D Bar's move to a bigger, shinier space at 19th and Pennsylvania hopefully alleviates the frustrating lack of tables that made dining there a bloodsport. Hopefully. This was the first happy hour I've been to where I felt compelled to get a reservation -- none were available. Happily, D Bar holds a fair amount of space for walk-ins, including the beautiful chef's counter with its view of the pastry bar. That's the place to be for D Bar's Nibbles and Sips happy hour, served from 3 to 6 p.m. Tuesday through Sunday.

The menu offers a pared-down version of the appetizer board for $2 off each item, along with drink specials like $5 house wines and $4 drafts. One thing that's missing: desserts, D Bar's raison d' etre. Though disappointing, the omission is of a piece with the new restaurants identity as a place for dining as well as dessert. And barring a few salads and a veggie plate, D Bar is about sinful comfort food, the kind Puritan preachers would bellow against had they ever heard of Gerhard's crispy chicken glazed with Frank's Red Hot sauce and maple syrup.

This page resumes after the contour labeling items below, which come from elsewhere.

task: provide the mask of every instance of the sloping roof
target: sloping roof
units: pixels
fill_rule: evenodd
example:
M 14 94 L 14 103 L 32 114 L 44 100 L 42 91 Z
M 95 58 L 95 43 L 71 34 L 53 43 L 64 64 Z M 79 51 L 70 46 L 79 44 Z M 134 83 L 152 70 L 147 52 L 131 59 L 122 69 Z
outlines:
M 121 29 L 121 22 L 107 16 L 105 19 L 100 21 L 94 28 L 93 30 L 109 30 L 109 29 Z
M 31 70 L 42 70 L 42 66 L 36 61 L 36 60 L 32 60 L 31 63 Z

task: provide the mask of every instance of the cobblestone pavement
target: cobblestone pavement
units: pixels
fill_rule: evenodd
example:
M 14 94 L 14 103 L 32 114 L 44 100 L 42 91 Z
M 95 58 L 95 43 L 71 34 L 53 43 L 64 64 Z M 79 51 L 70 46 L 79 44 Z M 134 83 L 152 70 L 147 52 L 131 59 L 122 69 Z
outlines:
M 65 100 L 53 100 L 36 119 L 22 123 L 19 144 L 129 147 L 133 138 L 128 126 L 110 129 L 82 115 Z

With small plates coming in around $7 a pop, don't look to D Bar for a cheap meal. Best to dive in and stretch the wallet and waistline, perhaps with a bit of bacon mac & cheese ($7). I wasn't one of those kids who grew up eating blue-box Kraft, so my sense of a good mac is warped. That said, this was a dish with not only flavor but supreme confidence. Downsized from the entree portion, the ceramic dish held a perfect square of pasta in a four-cheese sauce that dangled thick strings from my fork. A generous layer of panko and Cheez-It breading miraculously held up to the heat and moisture all the way through.

I almost forgot about the bacon bits nestled among the cheesy noodles, but D Bar's thick-cut, applewood-smoked bacon really gets a workout with the D Bar Dates ($6). Organic dates get stuffed with manchego cheese and wrapped in bacon, with a little Marcona almond inside as a surprise. As superb as these three little purses were, I'd get something a little more adventurous next time I stop in. But adventurous is not the word for D Bar's cocktail program, which plays it safe and simple with classic drinks and to-the-point recipes. A little too simple. My Tail Chaser cocktail ($8) was cloying, unbalanced and unpleasant. I mostly blame the locally distilled Dancing Pine bourbon (too much corn in the mash for my taste), but the bar should know how to roll with it, not drown it in sugar.

Still, D Bar is playing a winning game, and from the joyful people in the kitchen to the playful menu, it radiates fun. Star power is all well and good, but it's what comes off the line that truly matters.

Perfect for: That one aunt/niece/grandpa who can't get enough of the Food Channel. Subtle as it is, D Bar is unmistakably the work of a cooking show alumnus -- comfort food menu, inflated prices, catchy concept. And hey, it sure beats Guy's American Kitchen and Bar.

Don't Miss: The desserts, duh. I tiptoed off the happy hour menu to try a plate of churros ($10) and was glad I did. Freshly made churros are always a treat, but the roasted white chocolate ice cream nearly stole the show as a sidekick. You'll be kicking yourself if you don't sample the sweets menu.